- Born: 6 October 1931 Manchester, England
- Died: 20 July 2026 (aged 94) New Bern, North Carolina, U.S.
- Education: Trinity College, Cambridge
- Occupation: Chemical engineer
- Spouse: Susan Birch ​ ​(m. 1957; died. 1991)​
- Relatives: Bryan Birch (brother-in-law)

= Roy Jackson (chemical engineer) =

British chemical engineer (1931–2026)

Roy Jackson (6 October 1931 – 20 July 2026) was a British chemical engineer.

== Early life and career ==
Jackson was born in Manchester on 6 October 1931. His father was a grocer, and his mother was a homemaker. He attended Bolton School, but his education was interrupted when he enlisted in the Royal Air Force. After his discharge, he attended Trinity College, Cambridge, earning his BA degree in physics in 1954, which after earning his degree, he worked as an engineer at Imperial Chemical Industries. He served as a professor in the department of chemical engineering at the University of Edinburgh in 1961, and in 1968, he was awarded an honorary doctorate of science.

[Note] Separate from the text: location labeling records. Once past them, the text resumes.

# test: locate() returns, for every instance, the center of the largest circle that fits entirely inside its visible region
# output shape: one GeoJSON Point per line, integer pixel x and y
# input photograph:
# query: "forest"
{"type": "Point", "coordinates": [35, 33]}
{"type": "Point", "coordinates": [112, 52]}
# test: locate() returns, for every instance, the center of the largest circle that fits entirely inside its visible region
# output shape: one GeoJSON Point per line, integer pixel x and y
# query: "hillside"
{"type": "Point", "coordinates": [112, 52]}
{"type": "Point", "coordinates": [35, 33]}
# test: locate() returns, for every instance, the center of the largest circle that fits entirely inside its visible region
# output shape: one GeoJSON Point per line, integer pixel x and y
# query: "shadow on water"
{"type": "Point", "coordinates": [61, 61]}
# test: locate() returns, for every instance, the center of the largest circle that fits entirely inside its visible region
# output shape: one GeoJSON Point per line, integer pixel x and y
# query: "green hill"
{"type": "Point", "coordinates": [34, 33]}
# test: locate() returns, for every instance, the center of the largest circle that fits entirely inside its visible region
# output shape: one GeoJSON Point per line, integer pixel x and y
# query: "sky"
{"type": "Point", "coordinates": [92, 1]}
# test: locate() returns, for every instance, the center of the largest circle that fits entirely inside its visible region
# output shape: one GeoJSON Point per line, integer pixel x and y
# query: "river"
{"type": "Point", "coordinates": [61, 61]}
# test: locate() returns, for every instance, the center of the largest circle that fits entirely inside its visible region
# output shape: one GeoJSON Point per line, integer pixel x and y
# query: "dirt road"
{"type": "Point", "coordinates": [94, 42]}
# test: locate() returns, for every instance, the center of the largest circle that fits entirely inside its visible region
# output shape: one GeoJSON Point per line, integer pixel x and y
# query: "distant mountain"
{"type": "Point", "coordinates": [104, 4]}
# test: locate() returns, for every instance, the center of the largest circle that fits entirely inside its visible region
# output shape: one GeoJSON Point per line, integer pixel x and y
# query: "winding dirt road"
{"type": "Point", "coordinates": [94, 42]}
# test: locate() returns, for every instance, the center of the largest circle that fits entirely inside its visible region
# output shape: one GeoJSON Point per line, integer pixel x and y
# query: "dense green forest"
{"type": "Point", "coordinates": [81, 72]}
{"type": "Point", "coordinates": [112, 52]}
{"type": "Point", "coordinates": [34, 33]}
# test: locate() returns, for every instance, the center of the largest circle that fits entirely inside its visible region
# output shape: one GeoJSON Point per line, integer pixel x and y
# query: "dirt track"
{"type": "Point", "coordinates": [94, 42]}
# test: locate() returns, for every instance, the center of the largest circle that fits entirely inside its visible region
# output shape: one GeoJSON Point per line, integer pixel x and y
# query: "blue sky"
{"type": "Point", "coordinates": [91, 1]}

He served as a professor in the department of chemical engineering at Princeton University from 1982 to 1998. During his years as a professor, he was named the Class of 1950 Professor in Engineering and Applied Science. In 2000, he was named a fellow of the Royal Society.

== Personal life and death ==
In 1957, Jackson married Susan Birch, the sister of Bryan Birch, a mathematician. Their marriage lasted until her death in 1991. He died in New Bern, North Carolina on 20 July 2026, at the age of 94.